Photo: Japan Cuts
by Christopher Bourne Film

Life: Untitled | Kana Yamada

July 21, 2020

The depiction of sex work in cinema usually does one of a couple things: bears down on the eroticizing, titillating aspects, indulges in moralistic hand-wringing, or employs some combination of the two. To its credit, Life: Untitled, Kana Yamada’s debut feature, adapted from her own stage play, manages to avoid both of those stylistic paths by focusing much more on character examinations and their psychological states as they navigate their feelings about the sort of work they’ve chosen.
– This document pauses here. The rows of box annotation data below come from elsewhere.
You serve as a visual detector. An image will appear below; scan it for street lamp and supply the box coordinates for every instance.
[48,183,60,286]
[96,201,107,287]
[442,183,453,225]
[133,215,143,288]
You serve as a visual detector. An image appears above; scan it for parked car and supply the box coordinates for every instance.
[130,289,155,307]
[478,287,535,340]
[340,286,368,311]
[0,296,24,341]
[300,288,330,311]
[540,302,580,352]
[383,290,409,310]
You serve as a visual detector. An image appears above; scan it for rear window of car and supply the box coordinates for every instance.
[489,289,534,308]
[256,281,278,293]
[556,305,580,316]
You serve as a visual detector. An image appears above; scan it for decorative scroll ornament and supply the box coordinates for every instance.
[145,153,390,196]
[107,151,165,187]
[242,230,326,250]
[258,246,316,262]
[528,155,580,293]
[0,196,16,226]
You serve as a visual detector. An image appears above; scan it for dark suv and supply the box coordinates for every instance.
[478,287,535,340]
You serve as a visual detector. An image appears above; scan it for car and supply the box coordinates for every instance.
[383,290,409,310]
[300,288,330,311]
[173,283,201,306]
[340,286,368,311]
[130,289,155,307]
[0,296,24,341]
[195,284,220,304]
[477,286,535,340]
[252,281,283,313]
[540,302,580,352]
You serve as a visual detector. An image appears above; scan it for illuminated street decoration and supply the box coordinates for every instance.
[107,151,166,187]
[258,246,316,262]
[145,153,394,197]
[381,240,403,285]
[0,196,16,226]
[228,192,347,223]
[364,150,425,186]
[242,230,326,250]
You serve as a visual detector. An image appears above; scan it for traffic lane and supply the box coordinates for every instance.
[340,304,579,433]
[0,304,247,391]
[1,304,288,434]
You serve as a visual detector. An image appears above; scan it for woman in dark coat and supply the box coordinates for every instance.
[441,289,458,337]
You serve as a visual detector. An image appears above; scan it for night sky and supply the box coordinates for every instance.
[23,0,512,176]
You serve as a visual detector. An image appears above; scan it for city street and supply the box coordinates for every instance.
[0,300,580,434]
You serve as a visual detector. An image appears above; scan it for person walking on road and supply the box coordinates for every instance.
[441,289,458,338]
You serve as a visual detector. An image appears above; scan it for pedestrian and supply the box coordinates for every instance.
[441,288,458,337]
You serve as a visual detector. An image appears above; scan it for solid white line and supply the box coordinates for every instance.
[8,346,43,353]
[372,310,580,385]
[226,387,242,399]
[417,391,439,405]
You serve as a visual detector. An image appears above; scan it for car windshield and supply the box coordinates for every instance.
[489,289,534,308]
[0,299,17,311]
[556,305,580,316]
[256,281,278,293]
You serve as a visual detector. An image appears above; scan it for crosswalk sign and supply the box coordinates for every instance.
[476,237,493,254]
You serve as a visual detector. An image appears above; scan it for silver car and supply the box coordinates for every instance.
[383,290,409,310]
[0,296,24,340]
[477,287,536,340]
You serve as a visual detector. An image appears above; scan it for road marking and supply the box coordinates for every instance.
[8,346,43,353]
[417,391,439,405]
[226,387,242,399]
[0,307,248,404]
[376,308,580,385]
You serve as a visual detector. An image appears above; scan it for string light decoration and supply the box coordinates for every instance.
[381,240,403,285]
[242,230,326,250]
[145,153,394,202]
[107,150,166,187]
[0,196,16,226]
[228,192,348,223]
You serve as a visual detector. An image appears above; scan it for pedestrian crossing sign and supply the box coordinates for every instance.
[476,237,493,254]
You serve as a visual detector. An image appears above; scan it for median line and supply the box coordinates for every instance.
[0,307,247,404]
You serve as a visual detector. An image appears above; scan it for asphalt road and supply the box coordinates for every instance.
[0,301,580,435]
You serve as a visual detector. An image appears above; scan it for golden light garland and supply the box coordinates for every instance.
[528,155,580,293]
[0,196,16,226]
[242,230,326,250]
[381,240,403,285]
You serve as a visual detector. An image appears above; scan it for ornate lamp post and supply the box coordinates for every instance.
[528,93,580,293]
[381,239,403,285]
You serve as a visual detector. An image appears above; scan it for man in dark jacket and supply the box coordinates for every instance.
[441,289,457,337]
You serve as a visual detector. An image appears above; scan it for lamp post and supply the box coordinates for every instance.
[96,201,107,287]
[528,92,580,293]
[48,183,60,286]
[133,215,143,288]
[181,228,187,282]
Yamada also balances out this specificity by encompassing more universal themes: she vividly, and often painfully, makes study of a toxic work environment and the resultant toll, an affliction by no means limited solely to that of the world’s proverbial oldest profession. The setting is mostly a small apartment that serves as the operating base of an escort service, where customers call in for their sex deliveries and most of what the audience sees is filtered through the perspective of Kano (Sairi Ito), an employee of the agency who doesn’t perform sex work, but is instead a staff worker, taking customer calls and doing other administrative tasks. 

Life: Untitled’s arresting opening shows Kano’s unsuccessful attempt at escort work, grossed out by her very first customer, fleeing into the street wearing only a bra on top, and addressing to the camera her feelings of self-loathing: “If you ask me, my life ain’t worth shit.” The film’s remaining characters comprise five other women working as escorts, as well as the male employees, including a cruel boss and one of the service’s drivers, both of whom are sleeping with the escort workers. Most of the scenes take place in the apartment, filmed statically in a manner that makes this piece’s theatrical origins all too apparent. Worse, Yamada’s go-to strategy for increasing dramatic tension is to turn up the volume on the actors’ line deliveries, making much of the film a grating, cacophonous experience, an aesthetic miscalculation and bid toward histrionics that unfortunately drowns out whatever points Yamada is attempting to make about the experience of sex work and how its place within broader society.


Published as part of Japan Cuts 2020 – Dispatch 1.